Been so unhappy in life I have no idea how happiness even feels,
I've gotten so used to that hollow in my chest
I'm getting tired of trying so much to guess what heals
So tired of walking my life like a guest
So torn by the constant failure of everything that starts to feel real.
So tired of the questions my mind can't get.

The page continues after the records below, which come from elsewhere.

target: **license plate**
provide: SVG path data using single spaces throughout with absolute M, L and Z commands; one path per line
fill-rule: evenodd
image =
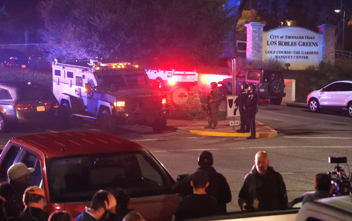
M 45 107 L 44 106 L 38 106 L 37 107 L 37 111 L 45 111 Z

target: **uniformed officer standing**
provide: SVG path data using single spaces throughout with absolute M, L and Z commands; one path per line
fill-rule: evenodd
M 247 103 L 248 95 L 248 84 L 246 82 L 243 82 L 241 84 L 242 90 L 240 92 L 238 97 L 235 100 L 235 108 L 239 108 L 241 118 L 241 128 L 236 131 L 238 133 L 247 133 L 249 132 L 249 124 L 247 120 L 248 117 L 246 116 L 243 106 Z
M 246 110 L 246 114 L 248 116 L 248 121 L 251 129 L 251 136 L 247 139 L 256 139 L 256 114 L 258 112 L 258 95 L 255 92 L 256 85 L 250 84 L 248 86 L 249 92 L 247 100 L 247 103 L 243 107 Z
M 210 109 L 208 120 L 209 125 L 204 127 L 204 128 L 215 129 L 218 125 L 218 112 L 219 111 L 219 103 L 221 101 L 221 94 L 218 90 L 218 83 L 212 82 L 210 83 L 210 87 L 213 90 L 208 96 L 208 103 Z M 212 124 L 214 124 L 213 126 L 212 126 Z

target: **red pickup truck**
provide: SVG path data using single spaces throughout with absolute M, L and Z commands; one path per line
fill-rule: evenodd
M 129 207 L 149 221 L 171 220 L 182 198 L 175 181 L 147 150 L 131 141 L 95 132 L 55 133 L 11 139 L 0 156 L 0 181 L 13 164 L 35 171 L 32 185 L 42 188 L 49 212 L 70 211 L 74 219 L 99 189 L 124 189 Z

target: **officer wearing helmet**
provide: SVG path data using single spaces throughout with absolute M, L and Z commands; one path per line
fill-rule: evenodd
M 256 87 L 254 84 L 248 86 L 249 93 L 247 103 L 243 107 L 251 129 L 251 136 L 247 138 L 247 139 L 256 139 L 256 114 L 258 111 L 258 95 L 255 92 Z
M 212 82 L 210 83 L 210 87 L 212 89 L 208 95 L 208 109 L 210 110 L 209 119 L 207 126 L 204 127 L 206 129 L 216 129 L 218 125 L 218 112 L 219 111 L 219 105 L 221 102 L 221 94 L 218 90 L 218 83 Z M 214 126 L 212 126 L 212 124 Z
M 245 113 L 243 106 L 247 103 L 248 94 L 248 84 L 246 82 L 243 82 L 241 84 L 242 90 L 240 91 L 238 97 L 235 100 L 235 108 L 239 108 L 240 114 L 241 115 L 241 128 L 236 131 L 238 133 L 247 133 L 249 132 L 249 124 L 247 120 L 248 118 Z
M 198 165 L 200 167 L 197 169 L 196 172 L 202 171 L 207 173 L 209 185 L 206 189 L 206 192 L 216 199 L 219 206 L 219 211 L 226 213 L 226 204 L 231 202 L 232 199 L 231 190 L 225 177 L 216 172 L 212 166 L 213 162 L 211 153 L 207 151 L 201 152 L 198 158 Z M 184 177 L 184 175 L 181 176 Z M 172 186 L 172 192 L 187 195 L 193 194 L 193 188 L 190 184 L 192 176 L 192 174 L 189 175 L 178 180 Z

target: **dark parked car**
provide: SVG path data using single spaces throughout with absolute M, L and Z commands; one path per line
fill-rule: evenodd
M 259 98 L 269 99 L 273 104 L 279 105 L 283 97 L 286 96 L 284 93 L 285 84 L 282 71 L 240 69 L 236 75 L 236 94 L 241 91 L 241 84 L 244 82 L 256 85 Z M 224 79 L 218 83 L 222 85 L 218 89 L 225 100 L 226 95 L 231 94 L 232 78 Z
M 71 132 L 12 138 L 0 156 L 0 181 L 22 162 L 33 168 L 31 184 L 43 188 L 49 213 L 70 211 L 74 218 L 94 193 L 116 187 L 131 197 L 128 207 L 148 221 L 171 220 L 182 198 L 172 194 L 175 181 L 143 146 L 111 134 Z
M 19 51 L 14 49 L 0 49 L 1 66 L 18 67 L 25 68 L 28 62 L 28 57 Z
M 0 133 L 14 123 L 55 119 L 59 104 L 50 87 L 25 82 L 0 82 Z
M 38 51 L 33 52 L 28 57 L 27 67 L 35 71 L 51 71 L 51 63 L 46 57 L 49 52 L 46 51 Z

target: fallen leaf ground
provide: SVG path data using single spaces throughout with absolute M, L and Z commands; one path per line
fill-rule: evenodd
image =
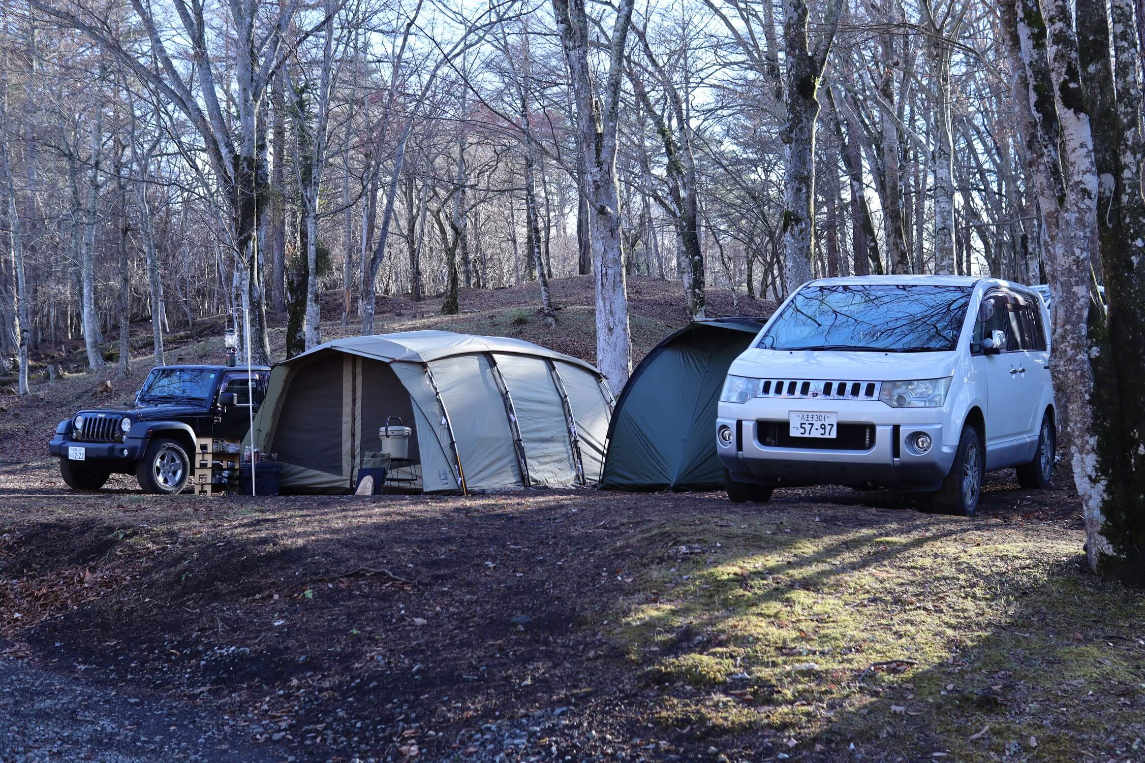
M 450 318 L 381 300 L 380 331 L 591 358 L 582 281 L 554 281 L 556 332 L 531 287 L 466 292 Z M 630 286 L 639 359 L 684 316 L 674 286 Z M 335 300 L 323 315 L 354 333 Z M 219 360 L 218 324 L 168 359 Z M 129 397 L 149 358 L 133 367 L 0 400 L 3 763 L 1145 761 L 1145 598 L 1085 572 L 1068 477 L 994 476 L 976 519 L 839 488 L 758 507 L 66 491 L 52 430 Z
M 79 496 L 49 466 L 0 477 L 9 659 L 213 708 L 266 760 L 1145 760 L 1145 599 L 1082 569 L 1065 486 L 962 519 Z

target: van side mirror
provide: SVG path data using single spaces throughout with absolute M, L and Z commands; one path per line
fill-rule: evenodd
M 979 347 L 982 348 L 982 355 L 998 355 L 1005 349 L 1005 334 L 1000 331 L 993 331 L 989 336 L 982 340 Z

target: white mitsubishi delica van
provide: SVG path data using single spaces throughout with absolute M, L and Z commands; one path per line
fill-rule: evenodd
M 728 369 L 716 447 L 733 501 L 839 484 L 973 516 L 982 474 L 1053 475 L 1049 316 L 1003 280 L 862 276 L 792 294 Z

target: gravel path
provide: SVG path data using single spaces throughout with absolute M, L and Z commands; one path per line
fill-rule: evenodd
M 278 760 L 194 706 L 0 659 L 0 763 Z

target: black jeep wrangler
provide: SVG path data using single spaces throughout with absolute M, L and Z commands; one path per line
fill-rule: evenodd
M 80 411 L 48 444 L 72 490 L 100 490 L 111 474 L 134 474 L 148 493 L 180 493 L 197 437 L 242 439 L 270 369 L 156 366 L 128 410 Z M 253 395 L 252 395 L 253 392 Z

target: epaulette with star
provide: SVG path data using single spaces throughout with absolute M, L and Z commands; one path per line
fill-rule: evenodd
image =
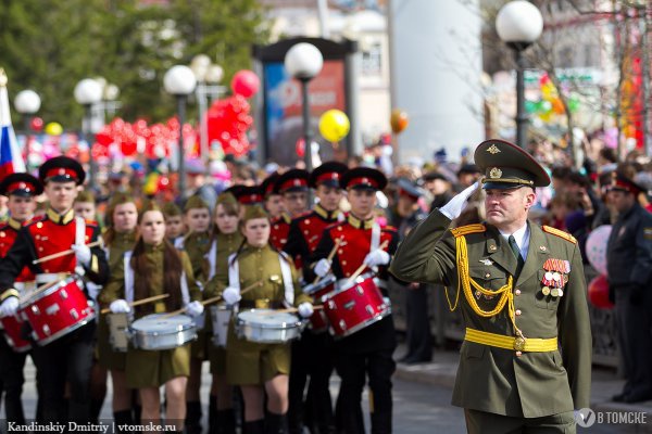
M 550 227 L 550 226 L 542 226 L 541 229 L 543 229 L 543 232 L 552 233 L 553 235 L 563 238 L 564 240 L 566 240 L 573 244 L 577 244 L 577 240 L 575 239 L 575 237 L 573 237 L 568 232 L 564 232 L 563 230 L 559 230 L 559 229 Z
M 453 234 L 453 237 L 457 238 L 457 237 L 462 237 L 462 235 L 468 235 L 469 233 L 485 232 L 486 230 L 487 230 L 487 227 L 485 227 L 485 225 L 474 224 L 474 225 L 466 225 L 466 226 L 461 226 L 459 228 L 451 229 L 451 233 Z

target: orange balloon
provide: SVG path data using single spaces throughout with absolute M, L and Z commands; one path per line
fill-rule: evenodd
M 398 135 L 408 128 L 408 124 L 410 124 L 410 118 L 408 117 L 408 113 L 403 112 L 401 108 L 394 108 L 391 111 L 391 116 L 389 118 L 389 124 L 391 125 L 391 130 Z

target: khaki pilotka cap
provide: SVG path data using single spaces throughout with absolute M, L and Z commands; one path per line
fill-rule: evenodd
M 548 173 L 530 154 L 504 140 L 491 139 L 478 144 L 474 161 L 485 174 L 485 190 L 550 184 Z

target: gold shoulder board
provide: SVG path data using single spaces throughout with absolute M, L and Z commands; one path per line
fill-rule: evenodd
M 451 233 L 455 238 L 457 238 L 457 237 L 462 237 L 462 235 L 467 235 L 469 233 L 485 232 L 486 230 L 487 230 L 487 228 L 485 227 L 485 225 L 476 224 L 476 225 L 461 226 L 459 228 L 451 229 Z
M 562 230 L 555 229 L 555 228 L 551 228 L 550 226 L 542 226 L 541 229 L 543 229 L 543 232 L 552 233 L 553 235 L 557 235 L 559 238 L 563 238 L 564 240 L 569 241 L 573 244 L 577 244 L 577 240 L 575 239 L 575 237 L 573 237 L 568 232 L 564 232 Z

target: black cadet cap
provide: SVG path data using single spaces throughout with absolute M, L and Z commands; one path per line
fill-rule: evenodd
M 485 174 L 484 189 L 547 187 L 546 169 L 523 149 L 504 140 L 486 140 L 475 150 L 474 161 Z
M 310 174 L 308 184 L 313 189 L 319 184 L 339 189 L 339 180 L 347 170 L 349 167 L 343 163 L 326 162 Z
M 29 174 L 10 174 L 0 182 L 0 194 L 21 197 L 37 196 L 43 192 L 43 184 Z
M 80 186 L 84 183 L 86 173 L 76 159 L 61 155 L 43 163 L 38 169 L 38 178 L 42 183 L 74 181 Z
M 371 167 L 352 168 L 340 178 L 340 187 L 344 190 L 383 190 L 386 186 L 387 177 Z

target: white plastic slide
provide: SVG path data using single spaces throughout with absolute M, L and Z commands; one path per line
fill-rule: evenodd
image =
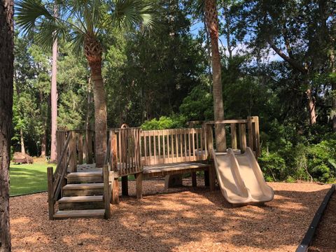
M 248 147 L 244 154 L 216 153 L 211 150 L 223 195 L 231 204 L 248 204 L 273 200 L 273 189 L 267 186 L 257 160 Z

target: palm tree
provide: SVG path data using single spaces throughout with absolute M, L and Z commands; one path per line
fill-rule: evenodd
M 205 22 L 210 34 L 211 43 L 212 78 L 214 96 L 214 113 L 215 120 L 224 120 L 224 106 L 223 103 L 222 76 L 220 55 L 218 48 L 218 14 L 216 0 L 204 0 Z M 224 125 L 218 124 L 215 127 L 216 142 L 218 152 L 226 151 L 225 130 Z
M 110 3 L 110 1 L 108 1 Z M 106 102 L 102 76 L 102 37 L 104 27 L 130 28 L 153 24 L 152 5 L 140 0 L 57 0 L 58 16 L 41 0 L 21 0 L 17 4 L 18 24 L 24 33 L 37 31 L 42 46 L 50 46 L 55 38 L 73 42 L 76 52 L 84 52 L 93 83 L 95 120 L 96 166 L 101 167 L 106 151 Z
M 10 251 L 9 232 L 9 162 L 12 125 L 13 1 L 0 1 L 0 251 Z

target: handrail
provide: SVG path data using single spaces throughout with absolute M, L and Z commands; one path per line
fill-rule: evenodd
M 66 141 L 65 141 L 64 146 L 63 148 L 63 151 L 62 152 L 62 154 L 61 154 L 61 158 L 59 158 L 59 160 L 60 160 L 60 162 L 58 162 L 57 166 L 56 167 L 56 169 L 55 170 L 54 174 L 57 174 L 58 170 L 59 169 L 59 167 L 62 164 L 62 160 L 63 160 L 63 158 L 64 157 L 64 155 L 66 153 L 66 150 L 68 149 L 69 143 L 70 142 L 71 139 L 71 134 L 69 134 L 68 137 L 66 137 Z
M 69 163 L 70 162 L 70 159 L 72 157 L 72 155 L 73 155 L 73 153 L 70 153 L 70 155 L 68 157 L 68 159 L 66 160 L 66 163 L 65 164 L 65 168 L 63 169 L 63 171 L 62 172 L 62 175 L 60 176 L 61 178 L 63 178 L 65 176 L 65 172 L 67 170 L 66 168 L 69 165 Z M 59 179 L 59 181 L 58 182 L 58 184 L 57 184 L 57 188 L 56 188 L 56 190 L 55 190 L 55 194 L 54 194 L 54 199 L 56 199 L 57 196 L 61 192 L 61 187 L 62 187 L 62 179 Z

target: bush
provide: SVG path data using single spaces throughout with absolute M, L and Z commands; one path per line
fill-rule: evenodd
M 176 129 L 186 127 L 186 118 L 181 115 L 173 115 L 172 116 L 161 116 L 159 120 L 154 118 L 146 120 L 141 126 L 142 130 L 166 130 Z
M 264 151 L 259 158 L 259 164 L 268 181 L 284 180 L 287 176 L 285 160 L 276 153 Z

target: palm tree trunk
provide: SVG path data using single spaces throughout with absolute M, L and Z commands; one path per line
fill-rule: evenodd
M 13 90 L 13 1 L 0 1 L 0 251 L 10 251 L 9 162 Z
M 56 16 L 57 8 L 54 9 Z M 56 131 L 57 130 L 57 39 L 52 44 L 52 63 L 51 70 L 51 146 L 50 161 L 56 162 L 57 158 Z
M 315 112 L 315 99 L 312 93 L 312 90 L 309 88 L 306 91 L 307 94 L 307 106 L 308 108 L 309 115 L 309 122 L 310 125 L 314 125 L 316 123 L 316 114 Z
M 107 112 L 105 89 L 102 77 L 102 65 L 90 64 L 94 100 L 95 162 L 102 167 L 107 148 Z
M 205 20 L 210 34 L 211 43 L 214 113 L 215 120 L 220 120 L 224 119 L 224 106 L 223 103 L 220 55 L 218 48 L 218 15 L 216 0 L 205 0 L 204 11 Z M 217 151 L 226 151 L 224 125 L 216 125 L 215 134 Z
M 84 41 L 84 53 L 91 69 L 91 81 L 93 83 L 96 167 L 102 167 L 107 149 L 107 111 L 102 76 L 102 45 L 94 37 L 87 36 Z

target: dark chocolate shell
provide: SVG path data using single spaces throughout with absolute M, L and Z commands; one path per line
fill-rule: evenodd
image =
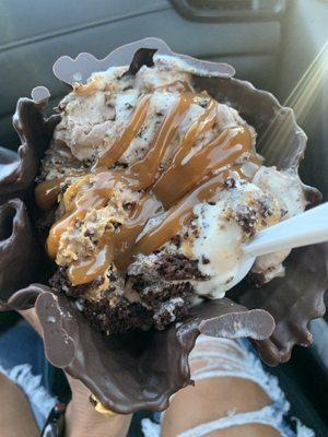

When does life start feeling good,
Why is it that I seem alone in my suffering,
Is this what's supposed to be adulthood?
Was this what they meant by hustling,
Struggling to get food,
Feeling like in everything you're blundering?
Does it always feel like a tragic movie in Hollywood
Like life's a smoke, always choking,

All the feelings so smothering,
the life quickly going by
and I can't seem to hold anything
can't find that stability
can't see that lighting.
Did the end of the tunnel move further,
isn't there an ending
is life all just pain
why doesn't it get easier?

I read stories, stories of happiness
but I can't seem to find it.
Books on moving forward,
but my feet seem stuck in place.
I'm trudging through the sludge,
praying for a spot of hard ground to take a breath,
but all I find is swamp
why can't it be me today?
Why am I so sad but I can't even cry,
am I so alone that even tears won't keep me company?
my bed bites, my pillow hardens, my couch feels harder than rock.
am I destined to spend my nights pacing, on the cold hard floor.
the floor that adds to the coldness I feel inside.
give me tears,
give me something other than this emptiness in my chest that never fills.